Указания Ленина были учтены, и отредактированный им Уголовный кодекс утверждается III сессией ВЦИК IX созыва (12–26 мая 1922 г.). Постановление ВЦИК о введении его в действие подписано Калининым и Енукидзе 1 июня 1922 г. Раздел этого кодекса «Роды и виды наказаний и других мер социальной защиты» открывается формулой: «Изгнание из пределов РСФСР на срок или бессрочно»14. Статья 70 гласит: «Пропаганда и агитация в направлении помощи международной буржуазии, указанной в ст. 57, карается изгнанием из пределов РСФСР или лишением свободы на срок не ниже трех лет». Статья 71: «Самовольное возвращение в пределы РСФСР в случае применения наказания по пункту, ст. 32-й карается высшей мерой наказания»15.

10 августа был принят декрет ВЦИК об административной высылке за границу или «в определенные местности» страны – с целью «изоляции лиц, причастных к контрреволюционным выступлениям»16.

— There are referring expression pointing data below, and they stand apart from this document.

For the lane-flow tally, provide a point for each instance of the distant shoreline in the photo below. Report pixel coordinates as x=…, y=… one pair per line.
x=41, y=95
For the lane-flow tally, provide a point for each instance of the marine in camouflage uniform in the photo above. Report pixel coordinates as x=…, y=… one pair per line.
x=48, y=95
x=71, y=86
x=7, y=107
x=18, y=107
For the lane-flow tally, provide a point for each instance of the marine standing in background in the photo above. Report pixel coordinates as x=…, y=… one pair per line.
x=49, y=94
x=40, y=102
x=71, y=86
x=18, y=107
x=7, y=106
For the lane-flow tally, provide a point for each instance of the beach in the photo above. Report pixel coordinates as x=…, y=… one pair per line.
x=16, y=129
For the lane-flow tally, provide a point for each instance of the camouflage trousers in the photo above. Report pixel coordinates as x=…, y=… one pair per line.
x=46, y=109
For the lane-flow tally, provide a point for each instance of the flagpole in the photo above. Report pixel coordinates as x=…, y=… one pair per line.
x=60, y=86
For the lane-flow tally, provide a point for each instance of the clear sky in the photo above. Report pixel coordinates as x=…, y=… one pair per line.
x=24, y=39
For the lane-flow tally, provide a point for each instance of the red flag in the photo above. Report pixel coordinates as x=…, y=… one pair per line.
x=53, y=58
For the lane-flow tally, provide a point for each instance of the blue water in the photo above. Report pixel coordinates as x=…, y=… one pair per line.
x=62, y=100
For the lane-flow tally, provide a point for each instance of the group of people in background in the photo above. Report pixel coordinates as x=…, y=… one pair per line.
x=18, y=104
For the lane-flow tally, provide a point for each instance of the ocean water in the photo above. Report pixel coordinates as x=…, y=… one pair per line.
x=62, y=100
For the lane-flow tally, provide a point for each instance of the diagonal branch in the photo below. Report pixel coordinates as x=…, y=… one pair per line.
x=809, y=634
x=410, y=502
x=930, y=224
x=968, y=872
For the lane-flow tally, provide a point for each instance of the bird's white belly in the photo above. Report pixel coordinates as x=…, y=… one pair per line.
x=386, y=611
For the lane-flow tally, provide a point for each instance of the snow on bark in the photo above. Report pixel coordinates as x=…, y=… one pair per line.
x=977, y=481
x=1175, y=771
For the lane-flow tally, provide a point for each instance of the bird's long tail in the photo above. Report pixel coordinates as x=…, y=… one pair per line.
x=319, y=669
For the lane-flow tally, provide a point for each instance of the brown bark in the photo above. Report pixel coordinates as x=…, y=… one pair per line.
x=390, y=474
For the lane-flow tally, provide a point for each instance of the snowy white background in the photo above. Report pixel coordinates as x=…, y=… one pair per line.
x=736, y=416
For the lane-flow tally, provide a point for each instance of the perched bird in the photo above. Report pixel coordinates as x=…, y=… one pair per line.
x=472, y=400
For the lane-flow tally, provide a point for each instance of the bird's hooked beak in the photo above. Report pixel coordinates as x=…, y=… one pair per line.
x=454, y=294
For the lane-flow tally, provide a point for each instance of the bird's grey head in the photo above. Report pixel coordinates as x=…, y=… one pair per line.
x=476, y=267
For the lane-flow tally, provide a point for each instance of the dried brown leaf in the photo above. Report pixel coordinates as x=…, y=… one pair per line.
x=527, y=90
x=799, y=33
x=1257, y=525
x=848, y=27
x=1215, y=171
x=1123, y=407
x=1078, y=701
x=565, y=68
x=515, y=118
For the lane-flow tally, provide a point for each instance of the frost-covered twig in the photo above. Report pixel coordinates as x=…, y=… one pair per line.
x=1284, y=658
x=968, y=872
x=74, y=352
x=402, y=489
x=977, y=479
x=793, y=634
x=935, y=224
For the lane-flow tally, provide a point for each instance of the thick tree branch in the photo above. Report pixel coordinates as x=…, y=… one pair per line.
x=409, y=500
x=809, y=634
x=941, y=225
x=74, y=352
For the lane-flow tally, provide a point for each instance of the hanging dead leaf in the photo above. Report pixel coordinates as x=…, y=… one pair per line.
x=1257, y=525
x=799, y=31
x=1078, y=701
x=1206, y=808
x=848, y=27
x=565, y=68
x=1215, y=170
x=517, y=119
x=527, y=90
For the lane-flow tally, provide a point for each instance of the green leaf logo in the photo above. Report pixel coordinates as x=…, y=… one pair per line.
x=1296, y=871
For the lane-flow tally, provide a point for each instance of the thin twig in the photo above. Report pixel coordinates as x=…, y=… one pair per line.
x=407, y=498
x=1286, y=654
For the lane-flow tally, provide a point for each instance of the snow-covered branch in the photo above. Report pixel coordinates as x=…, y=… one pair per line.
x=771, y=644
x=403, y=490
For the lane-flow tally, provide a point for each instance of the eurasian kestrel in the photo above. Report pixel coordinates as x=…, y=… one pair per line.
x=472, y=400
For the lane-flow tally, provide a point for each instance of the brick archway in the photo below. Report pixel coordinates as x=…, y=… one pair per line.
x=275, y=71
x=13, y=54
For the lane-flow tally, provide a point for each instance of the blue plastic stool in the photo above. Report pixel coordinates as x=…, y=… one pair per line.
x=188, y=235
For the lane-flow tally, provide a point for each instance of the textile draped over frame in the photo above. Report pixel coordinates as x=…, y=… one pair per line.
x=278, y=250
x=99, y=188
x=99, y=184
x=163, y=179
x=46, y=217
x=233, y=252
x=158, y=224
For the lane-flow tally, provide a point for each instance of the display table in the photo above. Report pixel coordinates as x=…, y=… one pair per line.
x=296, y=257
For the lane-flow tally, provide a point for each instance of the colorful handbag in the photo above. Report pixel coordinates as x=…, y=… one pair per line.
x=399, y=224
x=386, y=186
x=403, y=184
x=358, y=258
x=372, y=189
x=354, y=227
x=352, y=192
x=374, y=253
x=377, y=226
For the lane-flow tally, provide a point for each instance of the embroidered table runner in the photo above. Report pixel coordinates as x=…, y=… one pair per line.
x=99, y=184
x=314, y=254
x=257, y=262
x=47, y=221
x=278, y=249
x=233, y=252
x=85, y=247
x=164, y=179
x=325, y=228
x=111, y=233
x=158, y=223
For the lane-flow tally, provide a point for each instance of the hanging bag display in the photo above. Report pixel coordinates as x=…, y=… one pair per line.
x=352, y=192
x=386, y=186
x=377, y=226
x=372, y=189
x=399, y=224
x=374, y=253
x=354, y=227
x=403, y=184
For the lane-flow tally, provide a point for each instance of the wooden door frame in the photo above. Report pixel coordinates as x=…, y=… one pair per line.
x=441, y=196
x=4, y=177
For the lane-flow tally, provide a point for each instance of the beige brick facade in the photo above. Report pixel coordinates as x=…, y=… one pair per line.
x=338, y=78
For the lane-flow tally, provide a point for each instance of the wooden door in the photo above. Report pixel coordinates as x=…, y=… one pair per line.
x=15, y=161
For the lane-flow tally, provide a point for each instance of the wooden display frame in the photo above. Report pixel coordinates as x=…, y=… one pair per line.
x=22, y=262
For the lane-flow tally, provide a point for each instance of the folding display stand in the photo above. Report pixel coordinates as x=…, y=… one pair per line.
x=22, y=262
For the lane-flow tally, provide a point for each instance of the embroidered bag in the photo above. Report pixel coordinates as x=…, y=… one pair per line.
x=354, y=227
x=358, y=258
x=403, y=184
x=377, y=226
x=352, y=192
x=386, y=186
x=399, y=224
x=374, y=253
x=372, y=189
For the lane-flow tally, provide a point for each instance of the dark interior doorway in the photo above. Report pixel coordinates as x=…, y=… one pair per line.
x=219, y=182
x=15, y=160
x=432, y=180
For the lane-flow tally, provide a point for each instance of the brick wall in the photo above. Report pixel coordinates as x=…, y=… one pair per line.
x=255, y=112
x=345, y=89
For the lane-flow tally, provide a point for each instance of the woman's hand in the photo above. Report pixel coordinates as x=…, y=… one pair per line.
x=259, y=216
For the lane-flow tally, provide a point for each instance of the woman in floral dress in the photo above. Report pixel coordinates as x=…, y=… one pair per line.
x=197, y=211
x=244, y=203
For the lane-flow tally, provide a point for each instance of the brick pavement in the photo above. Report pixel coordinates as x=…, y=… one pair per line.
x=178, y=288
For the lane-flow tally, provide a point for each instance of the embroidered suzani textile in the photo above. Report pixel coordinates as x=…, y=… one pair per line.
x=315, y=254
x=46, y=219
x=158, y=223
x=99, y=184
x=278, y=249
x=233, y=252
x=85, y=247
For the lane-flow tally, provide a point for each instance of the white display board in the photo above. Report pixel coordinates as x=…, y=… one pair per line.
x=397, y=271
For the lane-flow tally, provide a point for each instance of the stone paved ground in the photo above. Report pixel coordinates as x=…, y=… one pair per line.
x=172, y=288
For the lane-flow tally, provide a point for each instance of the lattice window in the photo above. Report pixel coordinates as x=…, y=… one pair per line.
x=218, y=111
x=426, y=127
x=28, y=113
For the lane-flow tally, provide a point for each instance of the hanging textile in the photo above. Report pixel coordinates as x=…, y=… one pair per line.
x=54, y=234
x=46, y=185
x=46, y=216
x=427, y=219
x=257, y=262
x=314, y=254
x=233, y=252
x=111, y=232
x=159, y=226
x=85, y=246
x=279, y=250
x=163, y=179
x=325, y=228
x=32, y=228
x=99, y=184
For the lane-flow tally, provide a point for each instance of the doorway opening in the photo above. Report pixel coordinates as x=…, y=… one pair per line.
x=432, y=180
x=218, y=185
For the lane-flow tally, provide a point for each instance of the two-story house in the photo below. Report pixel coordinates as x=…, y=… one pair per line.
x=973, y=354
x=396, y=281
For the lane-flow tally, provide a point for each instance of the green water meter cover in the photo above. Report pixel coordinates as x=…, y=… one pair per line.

Вдумаемся теперь в представшую перед нами цепочку идейно-политических установок: 21 февраля – 5 марта – 12 марта – 15 мая – 17 мая – 19 мая – 1 июня – 17 июля – 10 августа. Не выстраивается ли она в единую причинно-следственную событийную линию? Не просматривается ли за ней нарастающая несовместимость тоталитаризма и свободы, его страх перед свободой?

В итоге ленинская формула высылки обрастала юридической плотью, конституировалась и превращалась в действие.

«ОПЕРАЦИЯ» НАБИРАЕТ ОБОРОТЫ

Ленин, разумеется, действовал не один, он опирался на мощный партийно-государственный аппарат и прежде всего – своих ближайших сподвижников – Зиновьева, Калинина, Каменева, Сталина, Троцкого. Из деятелей ГПУ в этом деле непосредственно участвовали (не говоря о рядовых сотрудниках) Джержинский, Менжинский, Уншлихт, Дерибас, Манцев, Решетов, Ягода.

В партийных и чекистских кругах высылка фигурировала (возможно, de facto, явочным порядком) под кодовым названием «Операция». Для оперативного руководства ею была создана специальная комиссия Политбюро ЦК РКП(б), куда вошли Каменев, Курский, Уншлихт, Манцев, Решетов17. В орбиту этой «Операции» были втянуты, кроме Москвы и Петрограда, многие другие города: Батум, Вологда, Гомель, Екатеринослав, Казань, Калуга, Киев, Новгород, Одесса, Подольск, Саратов, Тверь, Севастополь, Харьков Ялта. Это был поистине общероссийский размах.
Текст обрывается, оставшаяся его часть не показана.